Divers have been guiding the boys through darkness and submerged passageways towards the mouth of the Tham Luang cave system. They have reportedly been able to make the last part of the journey on foot.

Onlookers watch and cheer as ambulances deliver boys rescued from a cave in northern Thailand to hospital in Chiang Rai after they were transported by helicopters on July 8, 2018 in Chiangrai, Thailand. Divers began an effort to pull the 12 boys and their soccer coach on Sunday morning after they were found alive in the cave at northern Thailand.

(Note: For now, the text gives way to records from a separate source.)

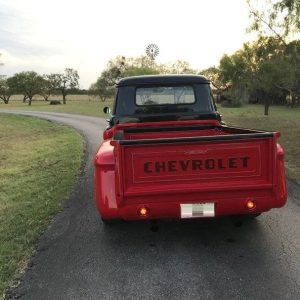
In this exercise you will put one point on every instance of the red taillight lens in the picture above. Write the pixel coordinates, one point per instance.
(143, 211)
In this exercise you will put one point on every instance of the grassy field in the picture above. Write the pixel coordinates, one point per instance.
(39, 163)
(76, 104)
(281, 118)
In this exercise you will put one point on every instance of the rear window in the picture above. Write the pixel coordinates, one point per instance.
(167, 95)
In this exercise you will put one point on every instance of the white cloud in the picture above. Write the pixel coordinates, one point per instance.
(48, 36)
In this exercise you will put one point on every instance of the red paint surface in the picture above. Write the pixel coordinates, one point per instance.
(162, 176)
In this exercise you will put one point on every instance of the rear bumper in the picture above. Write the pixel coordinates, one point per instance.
(172, 210)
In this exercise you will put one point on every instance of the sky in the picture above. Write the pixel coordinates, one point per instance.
(48, 36)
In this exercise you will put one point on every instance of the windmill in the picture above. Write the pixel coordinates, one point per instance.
(152, 51)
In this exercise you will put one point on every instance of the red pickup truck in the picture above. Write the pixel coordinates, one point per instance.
(167, 154)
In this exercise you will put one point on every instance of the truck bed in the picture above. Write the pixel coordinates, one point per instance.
(180, 159)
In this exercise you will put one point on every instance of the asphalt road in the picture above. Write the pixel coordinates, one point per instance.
(78, 258)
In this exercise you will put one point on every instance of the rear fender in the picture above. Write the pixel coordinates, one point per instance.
(281, 183)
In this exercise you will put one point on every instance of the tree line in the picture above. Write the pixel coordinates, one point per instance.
(265, 71)
(30, 84)
(121, 66)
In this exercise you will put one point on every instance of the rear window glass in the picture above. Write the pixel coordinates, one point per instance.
(165, 95)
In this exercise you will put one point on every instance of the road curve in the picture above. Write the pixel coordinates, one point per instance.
(78, 258)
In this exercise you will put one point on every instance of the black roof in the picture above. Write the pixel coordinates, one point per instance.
(162, 79)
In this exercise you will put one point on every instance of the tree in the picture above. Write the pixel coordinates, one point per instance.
(282, 20)
(49, 86)
(102, 89)
(6, 90)
(1, 63)
(65, 82)
(177, 67)
(27, 83)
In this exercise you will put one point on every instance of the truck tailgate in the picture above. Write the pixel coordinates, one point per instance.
(195, 165)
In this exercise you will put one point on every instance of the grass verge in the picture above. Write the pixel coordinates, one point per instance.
(85, 106)
(39, 163)
(281, 118)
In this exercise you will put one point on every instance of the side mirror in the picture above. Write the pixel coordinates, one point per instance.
(106, 110)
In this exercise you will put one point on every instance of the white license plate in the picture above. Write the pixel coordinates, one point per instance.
(197, 210)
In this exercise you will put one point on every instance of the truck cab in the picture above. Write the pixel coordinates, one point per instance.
(166, 154)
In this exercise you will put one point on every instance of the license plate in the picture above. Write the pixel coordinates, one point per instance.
(197, 210)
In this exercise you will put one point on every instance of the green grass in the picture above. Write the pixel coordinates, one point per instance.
(76, 104)
(39, 163)
(283, 119)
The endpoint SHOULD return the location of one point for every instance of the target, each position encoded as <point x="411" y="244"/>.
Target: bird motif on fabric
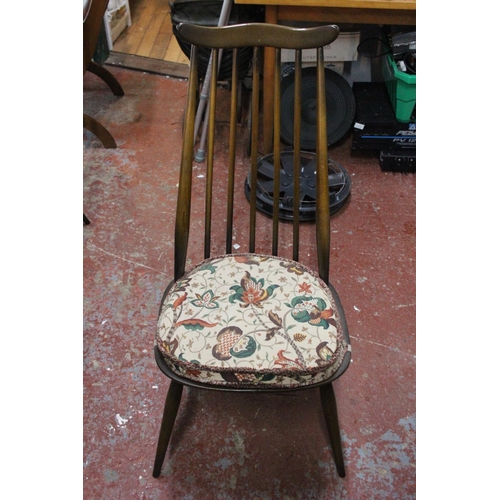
<point x="287" y="363"/>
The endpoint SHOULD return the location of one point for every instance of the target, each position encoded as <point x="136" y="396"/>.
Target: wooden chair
<point x="250" y="321"/>
<point x="93" y="13"/>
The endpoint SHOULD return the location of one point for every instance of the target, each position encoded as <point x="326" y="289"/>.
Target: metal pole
<point x="205" y="91"/>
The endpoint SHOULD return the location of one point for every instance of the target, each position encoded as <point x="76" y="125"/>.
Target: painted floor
<point x="229" y="446"/>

Videos released by the Thai Navy SEAL shows the boys, aged 11 to 16, and their 25-year-old coach are in good health in Tham Luang Nang Non cave and the challenge now will be to extract the party safely. (Photo by Lauren DeCicca/Getty Images)

Rescuers took advantage of a break in the rain to launch the mission much earlier than originally expected.

The first phase has also been conducted much faster than officials had predicted.

A team of 90 expert divers – 40 from Thailand and 50 from overseas – has been working in the cave system.

Getting to and from where the boys are has been an exhausting round trip, even for the experienced divers.

The process includes a mixture of walking, wading, climbing and diving along guide ropes already in place.

Wearing full-face masks, which are easier for novice divers than traditional respirators, each boy is being accompanied by two divers, who also carry his air supply.

The toughest part is about halfway out at a section named “T-Junction”, which is so tight the divers have to take off their air tanks to get through.

Beyond that a cavern – called Chamber 3 – has been turned into a forward base for the divers.

There the boys can rest before making the last, easier walk out to the entrance. They are then taken to hospital in Chiang Rai.